Meta-Analysis Evaluates Various Doses of Bivalirudin Infusion After Primary PCI
August 21, 2017—The Society for Cardiovascular Angiography and Interventions (SCAI) recently announced findings from a study examining the efficacy of various bivalirudin doses after percutaneous coronary intervention (PCI) on net adverse clinical events (NACEs) and mortality. Rahman Shah, MD, et al published the study in Catheterization and Cardiovascular Interventions (2017; 90:196–204).
According to SCAI, patients recovering from PCI with bivalirudin are at a lower risk of bleeding, but also have an increased risk of acute stent thrombosis. Previous research concluded that continuing bivalirudin infusion at full doses for 4 hours after PCI eliminates acute thrombosis risk while maintaining the bleeding benefit. The results of the current study determined that full-dose bivalirudin infusion after PCI for 4 hours is also associated with improved NACEs and all-cause mortality.
SCAI reported that investigators analyzed randomized clinical trials (RCTs) to gather results and separated the data into two groups: patients treated with bivalirudin and patients treated with unfractionated heparin (UFH). The bivalirudin arm was divided based on bivalirudin dosage after PCI: the "Biv-Full" group received 1.75 mg/kg/h, the "Biv-Low" group received 0.25 mg/kg/h, and the "Biv-No" group received none.

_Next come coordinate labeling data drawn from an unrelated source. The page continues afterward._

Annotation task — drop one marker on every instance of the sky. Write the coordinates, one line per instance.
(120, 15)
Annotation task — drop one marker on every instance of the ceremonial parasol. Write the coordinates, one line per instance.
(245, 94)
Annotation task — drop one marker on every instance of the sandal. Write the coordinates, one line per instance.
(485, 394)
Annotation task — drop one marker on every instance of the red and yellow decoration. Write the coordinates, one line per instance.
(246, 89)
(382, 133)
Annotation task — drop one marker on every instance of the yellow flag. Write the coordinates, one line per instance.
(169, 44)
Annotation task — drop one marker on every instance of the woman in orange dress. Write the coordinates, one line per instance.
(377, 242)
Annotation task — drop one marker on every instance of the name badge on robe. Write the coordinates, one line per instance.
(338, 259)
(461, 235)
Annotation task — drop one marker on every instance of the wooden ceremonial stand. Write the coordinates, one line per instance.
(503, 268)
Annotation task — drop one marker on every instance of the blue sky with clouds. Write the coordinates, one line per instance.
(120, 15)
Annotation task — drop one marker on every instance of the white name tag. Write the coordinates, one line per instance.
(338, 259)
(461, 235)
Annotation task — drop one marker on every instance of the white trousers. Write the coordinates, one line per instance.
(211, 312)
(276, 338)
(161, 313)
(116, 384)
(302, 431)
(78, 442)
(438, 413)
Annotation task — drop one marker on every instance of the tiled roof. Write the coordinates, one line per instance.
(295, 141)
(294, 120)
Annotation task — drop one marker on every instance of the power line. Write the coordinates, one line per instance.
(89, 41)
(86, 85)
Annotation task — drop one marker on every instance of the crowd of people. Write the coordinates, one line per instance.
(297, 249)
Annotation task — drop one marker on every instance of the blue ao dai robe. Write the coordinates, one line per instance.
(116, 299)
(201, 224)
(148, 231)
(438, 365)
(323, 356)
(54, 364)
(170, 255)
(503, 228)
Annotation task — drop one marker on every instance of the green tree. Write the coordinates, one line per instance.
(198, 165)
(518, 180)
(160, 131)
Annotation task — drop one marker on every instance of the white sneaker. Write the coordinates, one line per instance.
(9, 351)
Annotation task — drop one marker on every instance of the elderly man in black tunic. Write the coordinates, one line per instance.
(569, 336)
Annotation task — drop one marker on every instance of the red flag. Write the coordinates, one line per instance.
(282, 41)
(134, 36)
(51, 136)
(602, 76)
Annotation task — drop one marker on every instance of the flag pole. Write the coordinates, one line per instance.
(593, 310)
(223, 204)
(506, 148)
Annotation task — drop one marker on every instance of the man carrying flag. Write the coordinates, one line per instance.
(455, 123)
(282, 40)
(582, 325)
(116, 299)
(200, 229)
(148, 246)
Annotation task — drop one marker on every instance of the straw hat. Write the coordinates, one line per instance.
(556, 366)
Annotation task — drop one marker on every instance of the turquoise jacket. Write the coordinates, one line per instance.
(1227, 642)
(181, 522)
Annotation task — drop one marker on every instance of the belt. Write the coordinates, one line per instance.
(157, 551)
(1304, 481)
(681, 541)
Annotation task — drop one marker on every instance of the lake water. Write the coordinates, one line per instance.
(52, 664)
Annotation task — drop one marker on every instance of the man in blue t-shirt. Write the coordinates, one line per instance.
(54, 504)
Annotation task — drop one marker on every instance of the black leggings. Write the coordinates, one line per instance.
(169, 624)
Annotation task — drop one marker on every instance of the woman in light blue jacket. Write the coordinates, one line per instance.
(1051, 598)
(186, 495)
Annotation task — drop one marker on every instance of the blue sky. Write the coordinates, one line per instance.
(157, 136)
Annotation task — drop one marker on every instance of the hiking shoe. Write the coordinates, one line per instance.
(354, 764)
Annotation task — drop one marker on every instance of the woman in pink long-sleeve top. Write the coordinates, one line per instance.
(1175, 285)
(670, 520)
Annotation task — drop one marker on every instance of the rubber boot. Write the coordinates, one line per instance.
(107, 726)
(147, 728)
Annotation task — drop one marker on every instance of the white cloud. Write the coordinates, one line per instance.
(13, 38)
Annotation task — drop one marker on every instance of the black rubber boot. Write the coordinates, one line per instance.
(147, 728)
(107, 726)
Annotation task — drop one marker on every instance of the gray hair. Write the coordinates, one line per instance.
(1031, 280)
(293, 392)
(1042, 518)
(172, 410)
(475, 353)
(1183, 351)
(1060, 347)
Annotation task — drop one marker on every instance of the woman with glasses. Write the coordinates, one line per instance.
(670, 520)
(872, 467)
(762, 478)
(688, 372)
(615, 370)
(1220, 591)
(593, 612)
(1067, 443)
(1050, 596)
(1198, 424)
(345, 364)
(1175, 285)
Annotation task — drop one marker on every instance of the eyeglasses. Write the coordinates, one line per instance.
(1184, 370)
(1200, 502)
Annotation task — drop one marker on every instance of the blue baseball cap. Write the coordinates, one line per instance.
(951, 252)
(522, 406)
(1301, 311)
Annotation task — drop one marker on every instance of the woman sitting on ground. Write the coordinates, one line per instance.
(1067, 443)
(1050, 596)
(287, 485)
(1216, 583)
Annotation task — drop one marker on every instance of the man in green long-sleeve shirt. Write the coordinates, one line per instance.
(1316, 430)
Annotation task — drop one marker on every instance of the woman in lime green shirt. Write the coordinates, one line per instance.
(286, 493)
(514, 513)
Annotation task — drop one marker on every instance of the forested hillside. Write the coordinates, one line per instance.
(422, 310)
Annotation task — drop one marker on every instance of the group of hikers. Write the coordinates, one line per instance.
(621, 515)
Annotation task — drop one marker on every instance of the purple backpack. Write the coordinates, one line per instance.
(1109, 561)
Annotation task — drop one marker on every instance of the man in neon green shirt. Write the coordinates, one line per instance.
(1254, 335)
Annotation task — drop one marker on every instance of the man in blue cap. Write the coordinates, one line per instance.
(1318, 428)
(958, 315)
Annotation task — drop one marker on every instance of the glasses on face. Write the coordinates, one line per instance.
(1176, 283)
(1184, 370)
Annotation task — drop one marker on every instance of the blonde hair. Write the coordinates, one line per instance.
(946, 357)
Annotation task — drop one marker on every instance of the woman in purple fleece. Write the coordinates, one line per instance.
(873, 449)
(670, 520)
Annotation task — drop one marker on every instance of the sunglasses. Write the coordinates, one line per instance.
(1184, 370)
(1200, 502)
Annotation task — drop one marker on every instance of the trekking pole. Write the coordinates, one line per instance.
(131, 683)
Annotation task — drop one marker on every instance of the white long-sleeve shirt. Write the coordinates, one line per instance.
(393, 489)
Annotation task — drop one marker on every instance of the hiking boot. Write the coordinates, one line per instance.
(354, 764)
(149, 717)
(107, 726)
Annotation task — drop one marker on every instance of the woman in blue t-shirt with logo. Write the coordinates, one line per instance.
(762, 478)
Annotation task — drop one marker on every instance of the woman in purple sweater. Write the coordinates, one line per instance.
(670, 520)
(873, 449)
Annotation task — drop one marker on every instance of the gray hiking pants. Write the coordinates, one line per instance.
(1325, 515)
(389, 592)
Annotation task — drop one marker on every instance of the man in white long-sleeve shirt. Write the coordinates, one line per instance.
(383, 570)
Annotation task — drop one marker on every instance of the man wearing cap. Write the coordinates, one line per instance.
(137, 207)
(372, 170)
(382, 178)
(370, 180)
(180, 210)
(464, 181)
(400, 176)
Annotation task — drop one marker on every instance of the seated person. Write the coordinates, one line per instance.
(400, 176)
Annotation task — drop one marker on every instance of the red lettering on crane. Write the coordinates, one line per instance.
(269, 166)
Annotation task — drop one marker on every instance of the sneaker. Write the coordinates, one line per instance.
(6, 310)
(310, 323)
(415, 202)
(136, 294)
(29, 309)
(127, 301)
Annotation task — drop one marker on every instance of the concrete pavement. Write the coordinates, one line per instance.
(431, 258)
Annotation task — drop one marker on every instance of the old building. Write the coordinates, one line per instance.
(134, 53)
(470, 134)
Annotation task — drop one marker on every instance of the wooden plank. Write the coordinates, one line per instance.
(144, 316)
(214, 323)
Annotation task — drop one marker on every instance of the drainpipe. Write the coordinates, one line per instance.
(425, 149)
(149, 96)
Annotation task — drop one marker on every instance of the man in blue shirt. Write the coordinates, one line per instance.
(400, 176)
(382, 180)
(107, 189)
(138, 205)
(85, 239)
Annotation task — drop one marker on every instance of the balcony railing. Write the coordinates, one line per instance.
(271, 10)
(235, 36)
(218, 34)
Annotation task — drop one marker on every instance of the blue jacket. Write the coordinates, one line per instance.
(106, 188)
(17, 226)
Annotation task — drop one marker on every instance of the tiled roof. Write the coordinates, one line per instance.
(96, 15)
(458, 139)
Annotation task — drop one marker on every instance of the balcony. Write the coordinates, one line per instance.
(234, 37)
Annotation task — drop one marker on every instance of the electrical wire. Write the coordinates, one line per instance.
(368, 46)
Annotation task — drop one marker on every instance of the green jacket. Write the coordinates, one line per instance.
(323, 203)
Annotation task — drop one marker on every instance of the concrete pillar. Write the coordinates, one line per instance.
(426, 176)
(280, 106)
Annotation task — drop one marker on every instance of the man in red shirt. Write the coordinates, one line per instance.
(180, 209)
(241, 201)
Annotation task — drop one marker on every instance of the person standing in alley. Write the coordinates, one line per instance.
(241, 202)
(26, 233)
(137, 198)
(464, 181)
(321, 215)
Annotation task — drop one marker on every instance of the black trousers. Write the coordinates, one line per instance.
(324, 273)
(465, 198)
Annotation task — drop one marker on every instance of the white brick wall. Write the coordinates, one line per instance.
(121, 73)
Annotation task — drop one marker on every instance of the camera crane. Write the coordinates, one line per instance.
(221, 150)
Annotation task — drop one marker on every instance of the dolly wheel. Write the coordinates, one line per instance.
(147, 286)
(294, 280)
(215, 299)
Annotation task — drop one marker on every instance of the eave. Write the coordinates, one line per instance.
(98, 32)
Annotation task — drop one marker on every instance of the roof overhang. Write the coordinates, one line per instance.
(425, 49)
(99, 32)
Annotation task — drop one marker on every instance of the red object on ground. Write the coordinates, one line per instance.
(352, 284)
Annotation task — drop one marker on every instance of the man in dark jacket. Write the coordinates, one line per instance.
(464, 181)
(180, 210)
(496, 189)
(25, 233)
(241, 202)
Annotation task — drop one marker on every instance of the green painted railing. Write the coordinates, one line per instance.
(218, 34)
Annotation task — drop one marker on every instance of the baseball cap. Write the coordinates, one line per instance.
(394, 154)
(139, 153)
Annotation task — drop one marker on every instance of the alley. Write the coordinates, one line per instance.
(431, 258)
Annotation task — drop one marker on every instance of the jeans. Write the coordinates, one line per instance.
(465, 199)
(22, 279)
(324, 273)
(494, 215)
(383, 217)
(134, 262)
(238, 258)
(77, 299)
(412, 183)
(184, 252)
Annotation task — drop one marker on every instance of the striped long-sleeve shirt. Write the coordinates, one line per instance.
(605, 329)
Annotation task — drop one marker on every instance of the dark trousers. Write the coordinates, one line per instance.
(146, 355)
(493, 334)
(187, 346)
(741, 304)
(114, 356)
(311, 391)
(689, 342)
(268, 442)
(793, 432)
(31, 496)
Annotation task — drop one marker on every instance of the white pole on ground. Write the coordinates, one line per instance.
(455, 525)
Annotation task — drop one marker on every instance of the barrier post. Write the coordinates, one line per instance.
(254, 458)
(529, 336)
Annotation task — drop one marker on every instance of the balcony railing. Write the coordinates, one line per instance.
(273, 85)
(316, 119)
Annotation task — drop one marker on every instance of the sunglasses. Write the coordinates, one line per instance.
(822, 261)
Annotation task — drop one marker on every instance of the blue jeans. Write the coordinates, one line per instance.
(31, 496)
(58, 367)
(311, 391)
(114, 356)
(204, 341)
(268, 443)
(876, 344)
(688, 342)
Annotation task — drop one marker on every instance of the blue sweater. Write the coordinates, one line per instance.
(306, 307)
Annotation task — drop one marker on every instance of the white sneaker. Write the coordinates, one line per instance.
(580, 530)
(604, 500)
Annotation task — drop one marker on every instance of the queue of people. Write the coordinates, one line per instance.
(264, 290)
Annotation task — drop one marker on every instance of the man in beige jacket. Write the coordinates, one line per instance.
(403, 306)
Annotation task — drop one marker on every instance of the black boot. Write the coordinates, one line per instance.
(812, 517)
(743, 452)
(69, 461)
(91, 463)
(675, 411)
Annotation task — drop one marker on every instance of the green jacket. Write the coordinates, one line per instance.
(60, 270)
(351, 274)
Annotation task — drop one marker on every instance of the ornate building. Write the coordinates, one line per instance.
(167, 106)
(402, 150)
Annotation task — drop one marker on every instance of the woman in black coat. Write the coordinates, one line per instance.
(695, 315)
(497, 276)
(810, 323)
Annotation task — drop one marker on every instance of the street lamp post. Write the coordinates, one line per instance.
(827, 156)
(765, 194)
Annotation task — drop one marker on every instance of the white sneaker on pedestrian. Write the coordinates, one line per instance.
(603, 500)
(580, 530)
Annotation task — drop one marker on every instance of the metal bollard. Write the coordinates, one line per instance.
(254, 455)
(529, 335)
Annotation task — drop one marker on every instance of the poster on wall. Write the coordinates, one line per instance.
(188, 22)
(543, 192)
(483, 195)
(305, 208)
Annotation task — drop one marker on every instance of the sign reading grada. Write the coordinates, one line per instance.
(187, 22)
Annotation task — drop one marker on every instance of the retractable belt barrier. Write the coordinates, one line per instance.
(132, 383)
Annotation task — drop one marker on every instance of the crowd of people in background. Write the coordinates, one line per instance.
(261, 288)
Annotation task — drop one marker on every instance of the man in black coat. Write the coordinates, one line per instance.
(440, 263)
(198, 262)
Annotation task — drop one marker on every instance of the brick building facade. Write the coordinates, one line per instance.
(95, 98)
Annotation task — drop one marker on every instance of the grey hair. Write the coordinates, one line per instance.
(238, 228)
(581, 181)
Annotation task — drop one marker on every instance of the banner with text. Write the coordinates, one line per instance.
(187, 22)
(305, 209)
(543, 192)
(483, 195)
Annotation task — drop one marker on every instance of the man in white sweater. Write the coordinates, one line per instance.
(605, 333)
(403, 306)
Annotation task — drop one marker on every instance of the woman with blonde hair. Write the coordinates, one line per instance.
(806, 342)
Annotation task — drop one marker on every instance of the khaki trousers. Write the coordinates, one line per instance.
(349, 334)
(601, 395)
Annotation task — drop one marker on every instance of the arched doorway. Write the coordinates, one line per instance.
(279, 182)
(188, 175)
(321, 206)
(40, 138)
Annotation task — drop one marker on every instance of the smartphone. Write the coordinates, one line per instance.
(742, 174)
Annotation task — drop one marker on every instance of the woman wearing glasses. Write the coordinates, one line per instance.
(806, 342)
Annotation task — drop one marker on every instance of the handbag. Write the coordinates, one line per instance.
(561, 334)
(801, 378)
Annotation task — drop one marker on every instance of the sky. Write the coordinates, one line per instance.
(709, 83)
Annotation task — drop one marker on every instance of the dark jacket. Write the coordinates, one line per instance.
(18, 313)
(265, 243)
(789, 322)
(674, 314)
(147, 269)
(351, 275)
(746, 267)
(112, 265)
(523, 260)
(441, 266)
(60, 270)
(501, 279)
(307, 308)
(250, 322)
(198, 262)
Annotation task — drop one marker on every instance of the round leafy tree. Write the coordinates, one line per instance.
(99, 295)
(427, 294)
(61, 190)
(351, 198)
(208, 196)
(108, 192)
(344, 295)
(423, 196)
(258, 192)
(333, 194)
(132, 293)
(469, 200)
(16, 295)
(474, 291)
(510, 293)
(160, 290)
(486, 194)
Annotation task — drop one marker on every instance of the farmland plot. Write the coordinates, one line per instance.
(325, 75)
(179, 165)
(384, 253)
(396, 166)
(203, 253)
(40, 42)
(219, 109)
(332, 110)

Six RCTs and 16,842 patients met the criteria for inclusion. Bivalirudin exhibited an improvement in 30-day all-cause mortality by 35% and cardiac mortality by 32%, but did not yield a NACE rate better than that achieved with UFH. Subgroup analysis showed the Biv-Full group had a 46% lower NACE rate and 47% lower all-cause mortality rate than UFH. These effects were not seen in the other two groups. The Biv-Full group yielded the best treatment efficacy overall.
Dr. Shah commented in the SCAI announcement, “For many years, heparin was the only anticoagulant available for primary PCI. However, once a lower risk of bleeding was found with bivalirudin, many cardiologists started using it preferentially over heparin. Once the acute stent thrombosis risk with bivalirudin was well-publicized, many physicians returned to using heparin. With this research, we show that for patients undergoing primary PCI, bivalirudin (with 4-hour after PCI infusion at full dose) might be the safest and most effective anticoagulation because it is associated not only with decreased risk of bleeding and net adverse clinical event events, but also improved mortality.”
Dr. Shah continued, “Our findings are consistent with recent changes to the bivalirudin package insert by the US Food and Drug Administration. Therefore, if bivalirudin-based anticoagulation is used during primary PCI, it should be continued for at least 4 hours (at full dose) after PCI. Ongoing trials such as SWEDEHEART, which mandates full-dose bivalirudin after PCI in patients with acute coronary syndrome, will provide additional insights into this topic.”